It’s a day late, but I’ll tell you what I’m thankful for. I’m thankful that I’m no longer in the hospital.
Thankful that our health care system, which I’ve criticised pretty heavily, is a marvel of medical technology and expertise.
Thankful that steps are finally being taken to make that system more efficient and accessible to everyone. But there’s clearly much work to be done. I’ll get back to that.
First, let me explain why you haven’t seen my column for a week or so. There will be some who will say I grabbed my cat after he slipped out of the house, and the darn thing bit my hand, causing a painful infection that penetrated deep into my tendons and ligaments.

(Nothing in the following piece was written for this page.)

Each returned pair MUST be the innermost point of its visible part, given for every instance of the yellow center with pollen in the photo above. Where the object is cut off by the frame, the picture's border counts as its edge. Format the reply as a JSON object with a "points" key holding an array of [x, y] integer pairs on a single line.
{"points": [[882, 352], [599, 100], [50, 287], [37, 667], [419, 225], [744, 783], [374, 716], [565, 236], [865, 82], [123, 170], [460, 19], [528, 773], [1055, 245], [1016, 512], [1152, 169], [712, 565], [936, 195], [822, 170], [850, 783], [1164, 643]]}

That strikes me as kind of lame. So I’ll say that I broke up a knife fight. No matter the cause, I found myself last week in a bed at UCLA Medical Centre in Santa Monica with an intravenous drip of antibiotics hooked up to my arm. The fact that I have Type 1 diabetes was a complicating factor.
Surgery was eventually required. And then I had to recover from that.
All in all, it was a lot of fuss for a cat bite — er, knife fight. It was also the first time I’ve been hospitalised since I had my tonsils out as a kid, providing me with a close-up look at our health care system in action.
Actually, that’s a misnomer, one that’s muddied the debate in this country over health care reform. We have two systems — a medical system and an insurance system. They’re intertwined, and any decision affecting one inevitably affects the other. The reality is that our medical system is extraordinary, and extraordinarily expensive. Our insurance system, meanwhile, is a model of inefficiency and misplaced priorities (profits over patients). Reform on both fronts is necessary.
But I’ll be the first to say how lucky we are to have a medical system with the resources and know-how to handle nearly any problem. And can we pause for a minute to sing the praises of nurses? They’re the front line of our medical system, the foot soldiers who deliver the bulk of the care that makes us well. They work epic hours and are the ones who can make or break a patient’s hospital experience.
My nurses at UCLA Medical Centre were uniformly great. To cite just one example, Gerri Thompson consistently went the extra mile to ensure that I was as well as could be, while at the same time teaching a nursing student how to do the job.
Thompson has about 20 years of experience as a nurse and works a lot harder than I do for a lot less money. And I work for a newspaper, which isn’t exactly what you’d call a major profit centre these days.
According to the Bureau of Labour Statistics, the median annual wage for a registered nurse was $64,690 in 2010. That’s one reason we’re projected to face a severe shortage of nurses in coming years just as the baby boomers increasingly swamp the medical care system.
Which raises another point. I’ve now seen firsthand how our hospitals are called upon to double as nursing homes for seniors. In some cases, an ailing senior may spend well over a month in a hospital bed, placing exceptional demands on attending nurses and physicians.
While I’m at it, let me say a word or two about personal responsibility. Conservatives are fond of saying that high insurance deductibles are a great way to make people better consumers of health care. If more of your own money is on the line, the thinking goes, you’ll make more practical decisions about how much medical treatment you need. This is an asinine argument.
Take it from me, when your own well-being is at stake, you don’t think twice when your doctor says, for instance, that you need an MRI. Cost isn’t a factor at that point. In my case, I was fighting for the continued use of my hand. I’m a fairly adept consumer. I shop around for the best deals. I don’t buy things if I don’t have the money. But I have only two hands, and I wasn’t about to possibly sacrifice one of them for the sake of saving a buck. With health care, you have to trust the experts. These are decisions that are beyond the capabilities of most people. High deductibles don’t make us better health care consumers. They make us poorer consumers, and that’s “poorer” in the sense of having a lot less money.
Our medical system is remarkable, but it needs to change. The emphasis should be on keeping us well, rather than fixing us when we’re sick. But all the financial incentives at the moment are on dealing with problems after they arise. Our insurance system, obviously, is a mess. About 50 million people in this country lack coverage. And for many who do have insurance, they don’t have enough coverage.
I’ll write about my hospital bill after it arrives. I can’t wait to see what I was charged for six nights of care, not to mention the operation, the anesthesia, the antibiotics, the pills.
For the moment, I just want to say thanks. Thanks to all the doctors and nurses who got me through this thing. Thanks, too, to the insurance company that, as far as I know, didn’t throw any roadblocks in the way of my treatment.
I typed this column with both my hands. I’m very grateful for that.